While the number of installed cameras has increased significantly, the monitoring mechanisms haven’t changed. All the recorded footage (around 66,528 hours of footage collected from each camera on a daily basis) travels to only two control rooms based at the MTPD and the Metropolitan Police Commissioner’s Office in Ranipokhari, Kathmandu. The control rooms are also collectively operated by only eight officers at any given time—who are also expected to juggle various other tasks including responding to more than 200 distress calls on a daily basis—at any given time. In addition to human resources-related shortcomings, little was done to equip the departments privy to its development with adequate technological resources to manage the gathered data. As highlighted by Pushkar Karki, an Additional Inspector General of Police who also heads the Crime Investigation Department, the control room has not been able to fully capitalise on the recorded footage because it lacks advanced technological facilities. If the aim is really to develop a ‘smart’ video-surveillance system, the state must also invest in proper technological infrastructure for the Police Department.
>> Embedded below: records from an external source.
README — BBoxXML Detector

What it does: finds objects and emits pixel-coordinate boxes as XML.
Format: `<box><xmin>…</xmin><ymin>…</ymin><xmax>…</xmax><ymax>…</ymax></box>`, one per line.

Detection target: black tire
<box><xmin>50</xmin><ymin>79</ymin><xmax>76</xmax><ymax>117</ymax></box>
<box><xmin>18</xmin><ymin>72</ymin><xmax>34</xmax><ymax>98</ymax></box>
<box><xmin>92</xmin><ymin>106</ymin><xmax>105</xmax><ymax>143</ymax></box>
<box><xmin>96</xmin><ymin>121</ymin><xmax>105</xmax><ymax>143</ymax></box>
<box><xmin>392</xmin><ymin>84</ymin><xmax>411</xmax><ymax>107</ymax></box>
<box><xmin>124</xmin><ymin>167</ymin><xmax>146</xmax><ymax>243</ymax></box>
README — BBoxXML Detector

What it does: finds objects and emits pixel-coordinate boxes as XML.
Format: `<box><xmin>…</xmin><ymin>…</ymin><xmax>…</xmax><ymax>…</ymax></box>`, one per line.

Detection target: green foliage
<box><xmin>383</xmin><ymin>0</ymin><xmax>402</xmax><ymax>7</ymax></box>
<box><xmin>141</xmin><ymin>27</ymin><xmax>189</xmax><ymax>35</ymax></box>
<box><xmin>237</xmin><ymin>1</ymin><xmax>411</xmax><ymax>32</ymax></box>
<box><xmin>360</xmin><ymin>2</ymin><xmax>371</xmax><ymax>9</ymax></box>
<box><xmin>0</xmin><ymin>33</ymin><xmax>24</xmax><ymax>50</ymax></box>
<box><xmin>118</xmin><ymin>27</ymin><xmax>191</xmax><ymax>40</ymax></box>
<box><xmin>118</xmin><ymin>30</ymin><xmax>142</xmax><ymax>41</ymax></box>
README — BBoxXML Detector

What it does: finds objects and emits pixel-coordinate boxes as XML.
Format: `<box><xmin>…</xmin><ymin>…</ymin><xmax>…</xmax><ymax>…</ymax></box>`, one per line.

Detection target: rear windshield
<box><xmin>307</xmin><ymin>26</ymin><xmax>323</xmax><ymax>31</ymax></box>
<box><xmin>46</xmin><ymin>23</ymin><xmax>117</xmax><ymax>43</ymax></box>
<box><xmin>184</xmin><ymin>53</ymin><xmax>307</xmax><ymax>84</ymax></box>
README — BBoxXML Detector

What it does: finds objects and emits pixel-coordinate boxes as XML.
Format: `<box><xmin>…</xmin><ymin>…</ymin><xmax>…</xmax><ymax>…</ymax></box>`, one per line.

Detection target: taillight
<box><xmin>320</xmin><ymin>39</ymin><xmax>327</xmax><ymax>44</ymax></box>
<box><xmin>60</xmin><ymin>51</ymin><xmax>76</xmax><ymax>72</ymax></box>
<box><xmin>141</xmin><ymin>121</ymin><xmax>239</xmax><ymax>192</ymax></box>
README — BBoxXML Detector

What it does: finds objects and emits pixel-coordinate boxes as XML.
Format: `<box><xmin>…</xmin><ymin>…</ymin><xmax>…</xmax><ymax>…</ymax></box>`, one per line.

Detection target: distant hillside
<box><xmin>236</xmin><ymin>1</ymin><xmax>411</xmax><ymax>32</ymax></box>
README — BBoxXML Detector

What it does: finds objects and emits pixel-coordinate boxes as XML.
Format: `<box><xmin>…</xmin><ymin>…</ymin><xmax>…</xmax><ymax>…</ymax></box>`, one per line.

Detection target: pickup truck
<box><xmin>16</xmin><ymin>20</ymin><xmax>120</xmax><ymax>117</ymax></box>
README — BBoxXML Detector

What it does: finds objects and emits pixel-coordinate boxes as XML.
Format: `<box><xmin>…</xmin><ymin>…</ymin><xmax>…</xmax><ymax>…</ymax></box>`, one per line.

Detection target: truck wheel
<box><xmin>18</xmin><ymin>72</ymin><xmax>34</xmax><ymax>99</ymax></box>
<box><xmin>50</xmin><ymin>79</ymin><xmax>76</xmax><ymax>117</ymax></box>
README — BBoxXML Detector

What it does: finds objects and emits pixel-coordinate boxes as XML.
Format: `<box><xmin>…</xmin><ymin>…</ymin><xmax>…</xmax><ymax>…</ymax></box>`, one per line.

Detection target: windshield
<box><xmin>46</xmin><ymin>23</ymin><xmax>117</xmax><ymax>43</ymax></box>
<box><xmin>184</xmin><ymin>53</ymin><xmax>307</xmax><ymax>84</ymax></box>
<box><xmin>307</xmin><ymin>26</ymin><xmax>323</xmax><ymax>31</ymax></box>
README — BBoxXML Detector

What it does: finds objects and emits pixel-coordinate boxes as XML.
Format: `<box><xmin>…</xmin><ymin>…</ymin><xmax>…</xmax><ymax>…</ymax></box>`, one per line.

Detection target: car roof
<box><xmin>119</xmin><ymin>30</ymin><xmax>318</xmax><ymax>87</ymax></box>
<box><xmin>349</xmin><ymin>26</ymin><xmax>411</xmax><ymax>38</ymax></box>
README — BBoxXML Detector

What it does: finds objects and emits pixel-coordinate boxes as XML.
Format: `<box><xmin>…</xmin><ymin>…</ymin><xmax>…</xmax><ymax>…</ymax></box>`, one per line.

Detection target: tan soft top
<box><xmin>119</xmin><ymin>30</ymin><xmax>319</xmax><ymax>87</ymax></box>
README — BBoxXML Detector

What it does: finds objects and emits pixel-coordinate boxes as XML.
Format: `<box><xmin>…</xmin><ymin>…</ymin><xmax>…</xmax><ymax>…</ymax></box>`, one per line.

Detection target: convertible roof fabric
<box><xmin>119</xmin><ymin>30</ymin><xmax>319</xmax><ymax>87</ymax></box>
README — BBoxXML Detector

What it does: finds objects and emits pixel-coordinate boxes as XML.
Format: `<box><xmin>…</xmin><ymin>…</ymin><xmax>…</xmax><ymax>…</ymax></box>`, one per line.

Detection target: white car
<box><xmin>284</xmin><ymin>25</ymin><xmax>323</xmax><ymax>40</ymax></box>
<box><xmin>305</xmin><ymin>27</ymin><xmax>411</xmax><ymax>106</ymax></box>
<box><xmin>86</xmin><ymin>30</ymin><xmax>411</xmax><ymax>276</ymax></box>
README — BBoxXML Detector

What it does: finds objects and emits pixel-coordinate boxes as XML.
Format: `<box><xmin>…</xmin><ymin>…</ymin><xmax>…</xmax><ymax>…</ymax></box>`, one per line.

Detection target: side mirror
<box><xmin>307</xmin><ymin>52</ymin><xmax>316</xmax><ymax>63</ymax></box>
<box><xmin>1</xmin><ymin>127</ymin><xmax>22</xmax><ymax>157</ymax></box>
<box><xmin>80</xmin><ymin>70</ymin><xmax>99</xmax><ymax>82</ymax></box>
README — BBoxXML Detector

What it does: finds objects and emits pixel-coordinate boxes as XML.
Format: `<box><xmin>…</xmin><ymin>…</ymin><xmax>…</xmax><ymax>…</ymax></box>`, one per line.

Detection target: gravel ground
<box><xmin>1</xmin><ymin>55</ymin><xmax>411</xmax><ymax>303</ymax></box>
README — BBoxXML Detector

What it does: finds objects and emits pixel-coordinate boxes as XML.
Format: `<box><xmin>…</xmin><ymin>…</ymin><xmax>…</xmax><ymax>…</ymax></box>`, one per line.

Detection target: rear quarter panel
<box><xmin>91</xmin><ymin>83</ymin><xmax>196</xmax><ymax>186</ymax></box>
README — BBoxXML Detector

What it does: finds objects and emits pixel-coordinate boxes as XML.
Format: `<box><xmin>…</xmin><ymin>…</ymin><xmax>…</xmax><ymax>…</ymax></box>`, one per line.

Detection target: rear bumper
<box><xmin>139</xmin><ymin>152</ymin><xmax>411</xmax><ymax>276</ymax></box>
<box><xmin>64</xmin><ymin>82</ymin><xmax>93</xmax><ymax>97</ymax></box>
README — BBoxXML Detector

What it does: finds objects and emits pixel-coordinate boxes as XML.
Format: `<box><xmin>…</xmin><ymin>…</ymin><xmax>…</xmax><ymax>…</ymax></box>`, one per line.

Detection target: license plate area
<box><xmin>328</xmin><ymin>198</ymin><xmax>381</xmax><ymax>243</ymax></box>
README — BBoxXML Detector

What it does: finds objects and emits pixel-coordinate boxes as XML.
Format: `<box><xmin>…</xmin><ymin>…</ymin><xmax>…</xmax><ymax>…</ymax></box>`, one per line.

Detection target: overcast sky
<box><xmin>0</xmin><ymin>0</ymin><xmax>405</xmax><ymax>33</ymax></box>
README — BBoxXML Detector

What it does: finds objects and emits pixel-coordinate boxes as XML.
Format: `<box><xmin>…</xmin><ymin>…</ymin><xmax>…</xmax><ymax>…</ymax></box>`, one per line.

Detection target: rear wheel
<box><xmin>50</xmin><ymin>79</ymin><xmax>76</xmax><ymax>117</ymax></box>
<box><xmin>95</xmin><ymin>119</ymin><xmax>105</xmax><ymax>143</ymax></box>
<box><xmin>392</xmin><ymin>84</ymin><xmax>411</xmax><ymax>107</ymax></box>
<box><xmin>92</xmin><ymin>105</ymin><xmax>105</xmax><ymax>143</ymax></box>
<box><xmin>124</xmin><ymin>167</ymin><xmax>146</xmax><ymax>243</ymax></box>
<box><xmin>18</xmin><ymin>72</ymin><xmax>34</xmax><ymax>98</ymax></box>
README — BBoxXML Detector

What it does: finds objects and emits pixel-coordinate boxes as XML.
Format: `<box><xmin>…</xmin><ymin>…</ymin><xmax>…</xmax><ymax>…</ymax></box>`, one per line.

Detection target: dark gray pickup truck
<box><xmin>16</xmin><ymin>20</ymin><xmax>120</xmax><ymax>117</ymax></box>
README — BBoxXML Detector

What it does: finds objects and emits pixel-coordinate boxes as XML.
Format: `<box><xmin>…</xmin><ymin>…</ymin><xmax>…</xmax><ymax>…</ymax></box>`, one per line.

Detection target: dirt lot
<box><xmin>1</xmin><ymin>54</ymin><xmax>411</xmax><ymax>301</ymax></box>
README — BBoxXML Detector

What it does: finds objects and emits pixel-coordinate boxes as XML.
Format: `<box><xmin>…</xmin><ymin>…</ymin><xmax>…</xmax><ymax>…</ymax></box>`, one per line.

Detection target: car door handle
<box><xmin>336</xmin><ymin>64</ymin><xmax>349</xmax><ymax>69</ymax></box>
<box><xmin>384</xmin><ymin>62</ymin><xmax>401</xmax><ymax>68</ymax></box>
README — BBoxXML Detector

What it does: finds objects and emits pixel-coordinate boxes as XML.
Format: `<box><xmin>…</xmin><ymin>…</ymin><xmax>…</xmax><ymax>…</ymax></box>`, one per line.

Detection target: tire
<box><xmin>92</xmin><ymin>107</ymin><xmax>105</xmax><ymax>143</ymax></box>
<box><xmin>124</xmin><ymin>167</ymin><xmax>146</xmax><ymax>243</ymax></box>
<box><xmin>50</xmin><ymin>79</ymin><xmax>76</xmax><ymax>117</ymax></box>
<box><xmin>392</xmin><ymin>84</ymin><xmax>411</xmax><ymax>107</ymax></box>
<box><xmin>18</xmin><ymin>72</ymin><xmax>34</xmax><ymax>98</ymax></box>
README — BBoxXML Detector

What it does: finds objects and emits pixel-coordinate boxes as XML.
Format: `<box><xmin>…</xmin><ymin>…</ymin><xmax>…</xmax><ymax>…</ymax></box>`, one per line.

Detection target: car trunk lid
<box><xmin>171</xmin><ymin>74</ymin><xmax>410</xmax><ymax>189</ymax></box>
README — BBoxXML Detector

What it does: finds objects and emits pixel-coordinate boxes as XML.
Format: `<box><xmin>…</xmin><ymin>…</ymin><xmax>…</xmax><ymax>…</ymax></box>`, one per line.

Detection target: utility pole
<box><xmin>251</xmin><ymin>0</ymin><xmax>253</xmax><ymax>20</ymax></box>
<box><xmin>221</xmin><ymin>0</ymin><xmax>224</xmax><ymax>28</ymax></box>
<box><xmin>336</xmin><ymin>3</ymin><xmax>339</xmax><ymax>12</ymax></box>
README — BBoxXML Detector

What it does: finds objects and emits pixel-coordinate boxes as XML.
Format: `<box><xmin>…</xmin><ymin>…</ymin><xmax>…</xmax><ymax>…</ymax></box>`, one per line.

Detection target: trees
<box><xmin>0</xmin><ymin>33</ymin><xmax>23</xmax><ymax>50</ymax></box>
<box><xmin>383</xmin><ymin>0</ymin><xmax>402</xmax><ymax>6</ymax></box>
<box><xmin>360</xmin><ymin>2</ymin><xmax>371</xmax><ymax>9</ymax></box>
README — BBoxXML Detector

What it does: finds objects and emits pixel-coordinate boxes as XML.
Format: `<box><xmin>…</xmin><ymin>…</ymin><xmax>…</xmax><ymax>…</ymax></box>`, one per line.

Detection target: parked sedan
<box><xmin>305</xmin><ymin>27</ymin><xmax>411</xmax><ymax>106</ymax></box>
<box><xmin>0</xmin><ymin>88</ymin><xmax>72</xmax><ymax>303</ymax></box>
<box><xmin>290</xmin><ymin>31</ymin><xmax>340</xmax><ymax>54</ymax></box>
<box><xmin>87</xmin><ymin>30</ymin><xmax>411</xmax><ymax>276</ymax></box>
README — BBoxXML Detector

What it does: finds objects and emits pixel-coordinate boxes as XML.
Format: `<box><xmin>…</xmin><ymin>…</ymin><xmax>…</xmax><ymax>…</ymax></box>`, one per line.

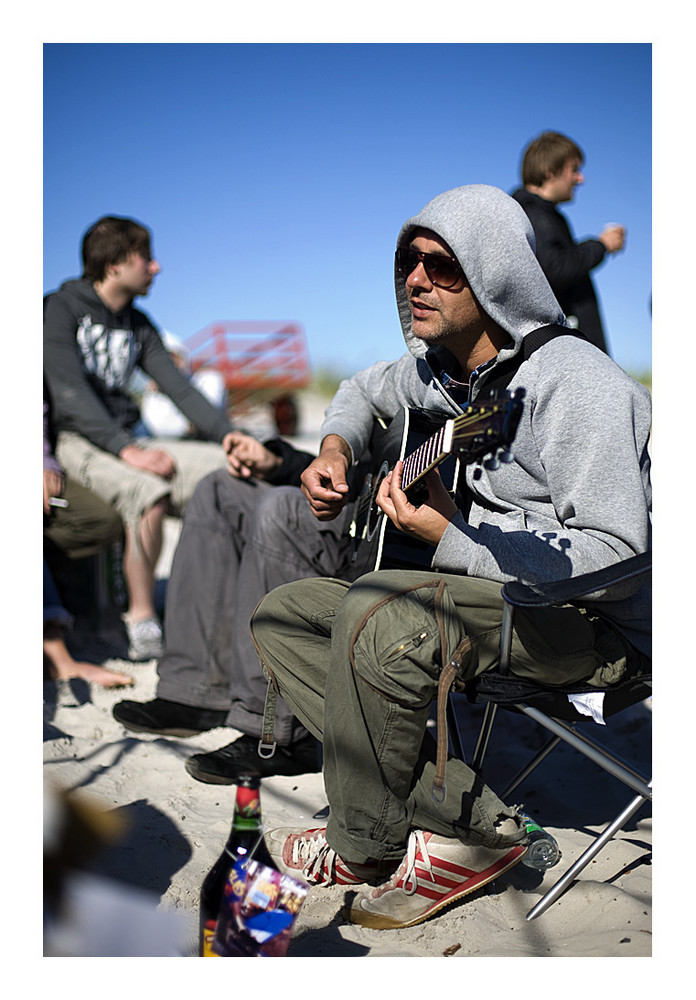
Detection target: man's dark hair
<box><xmin>521</xmin><ymin>131</ymin><xmax>584</xmax><ymax>187</ymax></box>
<box><xmin>81</xmin><ymin>216</ymin><xmax>152</xmax><ymax>283</ymax></box>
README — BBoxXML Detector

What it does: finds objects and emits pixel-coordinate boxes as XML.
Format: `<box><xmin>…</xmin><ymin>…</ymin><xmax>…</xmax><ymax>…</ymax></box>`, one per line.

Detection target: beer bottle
<box><xmin>198</xmin><ymin>773</ymin><xmax>275</xmax><ymax>957</ymax></box>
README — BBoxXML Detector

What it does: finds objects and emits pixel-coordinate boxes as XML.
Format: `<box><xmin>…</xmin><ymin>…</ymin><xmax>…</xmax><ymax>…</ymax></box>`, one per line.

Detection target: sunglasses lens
<box><xmin>396</xmin><ymin>248</ymin><xmax>415</xmax><ymax>278</ymax></box>
<box><xmin>396</xmin><ymin>248</ymin><xmax>461</xmax><ymax>288</ymax></box>
<box><xmin>426</xmin><ymin>256</ymin><xmax>460</xmax><ymax>288</ymax></box>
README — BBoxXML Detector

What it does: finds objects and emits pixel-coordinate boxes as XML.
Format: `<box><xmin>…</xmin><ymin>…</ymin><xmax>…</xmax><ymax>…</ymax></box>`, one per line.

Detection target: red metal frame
<box><xmin>184</xmin><ymin>320</ymin><xmax>311</xmax><ymax>409</ymax></box>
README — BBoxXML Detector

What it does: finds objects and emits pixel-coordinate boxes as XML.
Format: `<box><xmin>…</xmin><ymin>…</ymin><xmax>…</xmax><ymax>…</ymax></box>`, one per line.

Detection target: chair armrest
<box><xmin>501</xmin><ymin>551</ymin><xmax>651</xmax><ymax>609</ymax></box>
No targeted policies for this monitoring system were devised either, leaving ample room for speculation over how the information would be used and whether or not citizens’ rights to privacy would be respected in the process. Blindfaith in the stated intentions of the surveillance campaign is far from enough, especially for a government that has unapologetically exercised repressive surveillance and censorial tendencies in the past. This assurance to the public—in the form of a fully transparent piece of legislation that details the intentions, uses and protection mechanisms behind the campaign—is a vital step.
The only piece of legislation that has anything to do with CCTV camera installation is the ‘CCTV Camera Installation and Operation Procedure 2015’, which outlines mandatory provisions regarding the installation of cameras in private businesses and government offices—including the need for private businesses to explain where cameras have been installed and for what purposes in order to ensure that the recorded information will not be misused. It seems illogical that the government doesn’t hold itself to the same standard.
Mere installation is not enough. Without equipping control rooms with the adequate technology and human resources required for them to carry out their monitoring functions, and in the absence of proper legislation to safeguard citizens’ rights, the system’s intended efficacy cannot be achieved. The state must meet these basic prerequisites—we’re watching it too.